Zihni düşkünlüğün devâsı nedir?

"AKP'nin Alevi açılımı, Alevileri asimile ederek bitirme söylemidir. AKP iktidarı, bu kez bünyesine kattığı devşirme Aleviler eliyle, Alevilerin inançsal, kültürel, siyasal değerlerinin çürütülmesi, aşındırılması yönünde sözde 'Alevi açılımı' adı altında sinsi bir asimilasyon planını ortaya koymuş bulunmaktadır.

Önümüzdeki sofra bir Hızır Paşa sofrasıdır."

Bu konuşmayı TV'den de dinledim. "Üzüldüm" kelimesi kifâyet etmiyor, üstelik mânâsı da yok; "korktum" demek lâzım. Ardından, "düşkün olursunuz" tehdidi! Laikliği, aydınlanmayı, çağdaşlaşmayı Aleviliğe mahsus bir dünya görüşü, bir hayat tarzı olarak sunanların, 21. yüzyılda kanaatlerinden ötürü bir başka Alevi'yi düşkün ilan etmesi ne kadar tutarlı ki?

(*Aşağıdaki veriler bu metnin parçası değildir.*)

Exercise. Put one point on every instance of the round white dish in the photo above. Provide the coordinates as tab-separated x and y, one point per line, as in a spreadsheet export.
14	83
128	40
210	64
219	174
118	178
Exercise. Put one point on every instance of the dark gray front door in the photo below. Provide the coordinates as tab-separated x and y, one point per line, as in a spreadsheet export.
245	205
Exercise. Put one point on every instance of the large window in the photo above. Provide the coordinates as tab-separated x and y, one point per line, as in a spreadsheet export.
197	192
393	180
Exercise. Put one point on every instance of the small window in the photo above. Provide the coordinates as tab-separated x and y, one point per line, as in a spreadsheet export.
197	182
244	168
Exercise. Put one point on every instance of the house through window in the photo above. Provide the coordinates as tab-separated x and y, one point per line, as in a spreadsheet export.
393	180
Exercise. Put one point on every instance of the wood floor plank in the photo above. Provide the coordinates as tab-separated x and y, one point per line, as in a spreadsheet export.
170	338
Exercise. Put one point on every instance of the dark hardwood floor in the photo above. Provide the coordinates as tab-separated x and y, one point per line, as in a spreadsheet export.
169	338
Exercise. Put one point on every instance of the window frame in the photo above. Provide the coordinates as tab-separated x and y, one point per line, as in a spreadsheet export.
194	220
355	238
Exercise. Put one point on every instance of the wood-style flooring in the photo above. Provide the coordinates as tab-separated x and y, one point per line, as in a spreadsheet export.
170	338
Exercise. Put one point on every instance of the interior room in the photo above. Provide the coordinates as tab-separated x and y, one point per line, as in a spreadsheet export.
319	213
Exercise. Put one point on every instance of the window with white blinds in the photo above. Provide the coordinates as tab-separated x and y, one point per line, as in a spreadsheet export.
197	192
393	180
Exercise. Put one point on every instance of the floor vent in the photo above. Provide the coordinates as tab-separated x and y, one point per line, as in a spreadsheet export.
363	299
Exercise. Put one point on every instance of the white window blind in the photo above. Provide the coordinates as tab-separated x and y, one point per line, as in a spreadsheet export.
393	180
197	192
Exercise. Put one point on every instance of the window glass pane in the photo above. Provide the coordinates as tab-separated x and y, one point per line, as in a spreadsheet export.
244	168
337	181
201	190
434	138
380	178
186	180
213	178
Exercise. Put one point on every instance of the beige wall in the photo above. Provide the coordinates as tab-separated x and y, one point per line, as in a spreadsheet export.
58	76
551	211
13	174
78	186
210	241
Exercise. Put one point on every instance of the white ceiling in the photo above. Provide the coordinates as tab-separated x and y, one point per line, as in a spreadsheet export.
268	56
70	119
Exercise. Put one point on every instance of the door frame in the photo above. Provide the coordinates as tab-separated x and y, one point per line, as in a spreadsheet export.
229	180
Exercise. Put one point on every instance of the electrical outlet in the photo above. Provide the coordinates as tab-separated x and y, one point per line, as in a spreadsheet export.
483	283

Ne söylenir? Alevilik meselesi ateşteki kestane. Ne söylesek, "Sünnilerin Aleviliği tarifi yakışıksızdır" töhmeti altında değersizleşecek. Yanlışın kendine göre tehlikesiz bir tarafı var; doğrularla yanlışların bulamaç haline getirildiği zaman ve zeminlerde susmaktan evlâsı yok. Diyanet'te görevli 100 bine yakın (Sünnî) memuru tensîk edip bilcümle kadroları Aleviliğe tahsis ettiğinizi farz ediniz: Âkıbeti çözüm müdür, kaos mu? Müsbet menfî hiçbir yorumda bulunmaksızın hissimi şöyle ifade edebilirim: Allah Alevîlerimize yardım etsin; bugünün Türkiye'sinde Alevi olmak zor mesele!

*

Van bölgesinde elektrik dağıtımından sorumlu şirketin müdürü konuşuyor: Son iki ay içinde 25 bin civarında elektrikli ısıtıcı satılmış ve bu satışlarla birlikte kaçak elektrik tüketimi patlamış. Kalorifer ve soba ile ısınan vatandaşların bunları kullanmak yerine bu tarzdaki ısıtıcıları kullanarak elektriğe yüklendiklerini söyleyen yetkili, yaz aylarında 35 megavat elektrik kullanan bölgenin, aralık ayında 152 megavat çekmeye başladığını belirterek ilave ediyor: "Van tarihinde böyle bir şey görülmedi."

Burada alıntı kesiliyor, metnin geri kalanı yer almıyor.